Felix Mitterer:„Kein Platz für Idioten“ / „Sibirien“     Wir wollen euch heute mit unserem Referat einen der wichtigsten und euch allen bekannten deutschsprachigen Dramatiker der Gegenwart näher bringen- Felix Mitterer.   Geboren ist er als 13. Kind einer verwitweten Kleinbäuerin, am 6.Feb.1948 in Achenkirch in Tirol. Aus wirtschaftlichen Gründen wurde er an ein kinderloses Landarbeiterehepaar verschenkt und wuchs bei seiner Adoptivfamilie in der Gegend von Kitzbühel und Kirchberg auf.

Diese- ebenfalls unterprivilegiert- schaffte es, ihm ab 1962 nach Abschluss der Volksschule den Besuch der Lehrerbildungsanstalt Innsbruck zu ermöglichen. 1966 brach er sie wieder vorzeitig ab und war danach 10 Jahre lang beim Zollamt Innsbruck tätig. In dieser Zeit verfasste Mitterer seine ersten Texte im Rundfunk, in Literaturzeitschriften und in Zeitungen. Seit 1977 lebte er als freiberuflicher Schriftsteller in Tirol, wechselte aber 1995 nach Castlelion in Irland. Neben Kinderbüchern, wie die „Superhenne Hanna“, und Erzählungen ist er vor allem für seine Volksstücke bekannt.

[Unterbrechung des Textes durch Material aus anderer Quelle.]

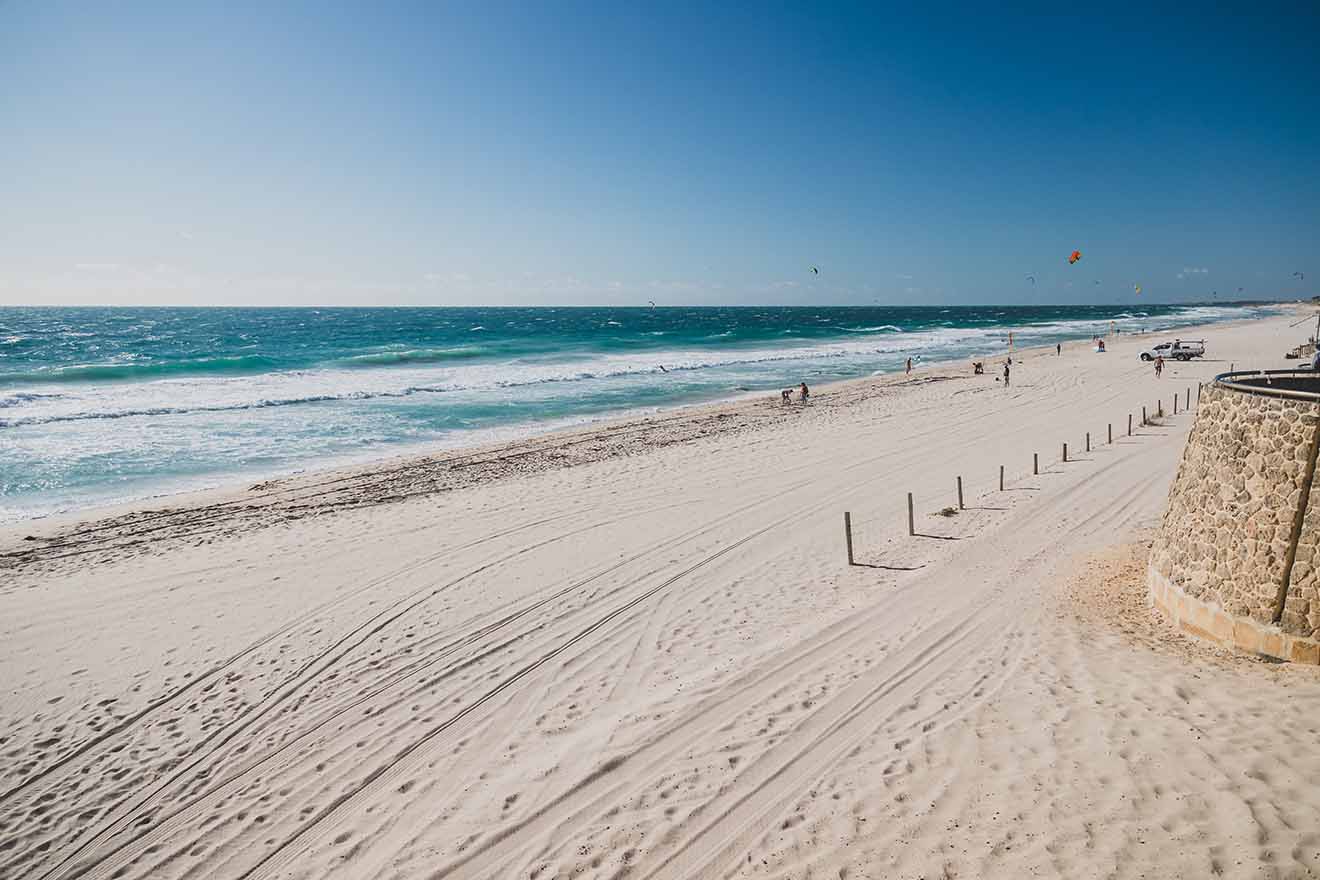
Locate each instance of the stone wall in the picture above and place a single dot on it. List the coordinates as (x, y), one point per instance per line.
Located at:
(1226, 534)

Das Volksstück kann definiert werden als Form des Schauspiels FÜR das Volk und ÜBER das Volk.

Beispiel dafür ist: „Kein Platz für Idioten“ - auf das wir später noch näher eingehen werden.   Zum Teil an alte Traditionen anknüpfend, zum Teil neue dramatische Formen (Fernsehspiel, Straßentheater...) suchend, ist Felix Mitterer neben Wolfgang Bauer, Helmut Qualtinger und Thomas Baum, ein hochrangiger Vertreter der Literatur nach 1945. Zu den wichtigsten seiner Stücke zählen „Stigma“ (1982), „Die wilde Frau“(1986), „Verlorene Heimat“(1987), „Kein schöner Land“ (ebenfalls 1987) , „Verkaufte Heimat“ (1989)- in dem er das Schicksal der Deutschen in Südtirol schildert- und natürlich auch „Sibirien“(1989), welches wir ebenfalls behandeln werden.

Bedeutend sind weiters „Ein Jedermann“ (1990), das im Theater an der Josephstadt aufgeführt und von Otto Schenk initiiert wurde, und der populäre, dreiteilige Fernsehfilm „Die Piefke-Saga“. Für seine hervorragende Arbeit und seine außerordentliche Leistung wurde Felix Mitterer auch mit Auszeichnungen belohnt; Einige davon sind: 1983 Peter- Rosegger- Literaturpreis des Landes Steiermark 1988 Kunstpreis des Landes Tirol 1992 Adolf- Grimme- Preis   Sein großartiger Erfolg lässt sich unter anderem wahrscheinlich durch sein früh- entdecktes Interesse am Lesen, das für ihn eine Art Flucht vor dem ärmlichen Leben darstellte, begründen!   Kein Platz für Idioten   Im Jahre 1974 wurde Felix Mitterer Zeuge, wie ein Wirt in einem tiroler Fremdenverkehrsort eine Mutter mit ihrem behinderten Kind aus seinem Gasthaus verwies, weil er befürchtete, sein Geschäftsgang leide durch dessen Anwesenheit. Aus diesem Anlass schrieb Mitterer ein Hörspiel, das 1975 vom ORF-Studio Tirol produziert und ein Jahr später im österreichischen Rundfunk erstmals gesendet wurde. Die Sprecher waren fast ausschließlich Mitglieder der Volksbühne Blaas in Innsbruck, eines Theaters mit den besten Volksschauspielern des Landes. Von Helene Blaas, der Direktorin dieser Volksbühne, kam schließlich auch der Vorschlag, aus dem Hörspiel ein Theaterstück zu machen. Nachdem Felix Mitterer dem Werk noch einen Akt hinzugefügt hatte, kam es am 15.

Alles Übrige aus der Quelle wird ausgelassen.